Secretary of State Rex Tillerson has wrapped up the Donald Trump administration's first year of diplomacy by trying to explain Washington's new stance on North Korea.
"When President Trump took office, he identified North Korea as the United States' greatest security threat," Tillerson wrote in an op-ed for The New York Times, published this week. "He abandoned the failed policy of strategic patience. In its place we carried out a policy of pressure through diplomatic and economic sanctions."
But Tillerson's emphasis on diplomacy flies in the face of the bellicose message Trump has occasionally sent on North Korea. This is far from the first time the president and his secretary of state contradicted each other. Trump even took to Twitter to berate his own top diplomat for "wasting his time trying to negotiate with Little Rocket Man," using his derogatory nickname for North Korean leader Kim Jong Un.
The incessant missile testing by Pyongyang testifies to the North Korean regime's determination to become a nuclear power and concerned Washington deeply.
"Save your energy Rex, we'll do what has to be done," Trump tweeted in October, after trading threats of military intervention with Pyongyang. Tillerson, for his part, yet again hailed the diplomatic push for new sanctions on North Korea, which the United Nations Security Council supported unanimously earlier this year, insisting that non-military pressure will continue.
"The United States has asked allies and partners to exert unilateral pressure against North Korea in order to force the regime to change its behavior," he wrote. "We hope that this international isolation will pressure the regime into serious negotiations on the abandonment of its nuclear and ballistic missile programs. A door to dialogue remains open, but we have made it clear that the regime must earn its way back to the negotiating table.

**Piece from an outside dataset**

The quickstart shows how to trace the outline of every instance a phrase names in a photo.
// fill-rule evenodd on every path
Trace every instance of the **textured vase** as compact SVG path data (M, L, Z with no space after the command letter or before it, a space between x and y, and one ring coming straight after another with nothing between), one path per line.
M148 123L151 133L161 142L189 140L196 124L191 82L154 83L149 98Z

Until denuclearization occurs, the pressure will continue."
According to him "persuading China to exert its decisive economic leverage on Pyongyang" more so than it does now is a central tenet of Trump's policy. The head of the U.S. Defense Department, James Mattis said last week that Washington aspired to a "diplomatic" solution of the crisis, but the Pentagon would not be unprepared.
"If we have to do it [militarily], we expect to make it the worst day in North Korea's life," he told troops in Guantanamo Bay, telling them to be "at the top of your game."
The cohesion of the administration's policy on North Korea has become the subject for much speculation and even stoked rumors that Tillerson could soon depart the Department of State.